In January 2011, days after the first uprising in Tunisia and the protests in Tahrir Square, the Guardian invited leading writers from across the Arab world to reflect on the revolutionary fervour sweeping the region. Then, they expressed great optimism for the future. Here, they revisit their responses and ask, is there still room for hope?
An interview, conducted by technolgy writer Om Malik, with Erik Spiekermann, a typographer and type designer whose work you, even though you don't know it, have seen many times over your life. If you saw the movie about the typeface Helvetica, called Helvetica, Spiekermann was the one telling you how much he dislikes the titular typeface. This is a great interview with a challenging and creative force of a man.
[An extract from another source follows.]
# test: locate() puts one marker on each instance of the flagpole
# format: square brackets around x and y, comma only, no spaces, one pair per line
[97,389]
In 1985 I had the job to design a new typeface for the German post office. I went to Linotype to talk to them about digitizing my sketches, and they had a Macintosh. I had seen photographs but not held one. So I lifted it up and put the little floppy in, and then I borrowed this thing and went over from Frankfurt to Bonn, to the ministry.
I went in and told these guys, “This is typesetting & is the future. And this floppy, which I have in my shirt pocket, has the typeface on there.”
They looked at each other and went, “This guy’s gone mad.” But I knew intuitively, just like with the first smell of printed paper, that this was the future of my business.
For anybody fascinated by — or perhaps disgusted, freaked out, and fed up with — men publically struggling with the idea of masculinity while internetting, this is a nuanced and layered story of being caught, having regret, and maybe not really knowing what it was you got in trouble for in the first place. Will anything save us from the logical men of the internet?
Jared Rutledge has been called a sociopath. Strangers have picketed outside his coffee shop, calling for his castration. People he thought were his friends won’t return his texts. There are a few places he still feels safe: weekly lunches with his grandma, his therapist’s office, the meetings of his peer-facilitated men’s support circle. At night, he reads fantasy books and loses himself in a universe with societal rules unlike the ones he broke here in Asheville, North Carolina.
Well, perhaps stories can save us from the logical men. Let's hope so.
In his book “Actual Minds, Possible Worlds,” Jerome Bruner, a central figure in the cognitive revolution in psychology, proposes that we can frame experience in two ways: propositional and narrative. Propositional thought hinges on logic and formality. Narrative thought is the reverse. It’s concrete, imagistic, personally convincing, and emotional. And it’s strong.
In fact, Bruner argues, narrative thinking is responsible for far more than its logical, systematic counterpart. It’s the basis of myth and history, ritual and social relations. The philosopher Karl Popper “proposed that falsifiability is the cornerstone of the scientific method,” Bruner told the American Psychological Association at their annual meeting, in Toronto, in the summer of 1984. “But believability is the hallmark of the well-formed narrative.” Even scientists construct narratives. There is no scientific method without the narrative thread that holds the whole enterprise together. Stories make things more plausible, more convincing, and more fundable. Rightly or wrongly, a research proposal with a compelling narrative arc stands out. As the economist Robert Heilbroner once confided to Bruner, “When an economic theory fails to work easily, we begin telling stories about the Japanese imports.” When a fact is plausible, we still need to test it. When a story is plausible, we often assume it’s true.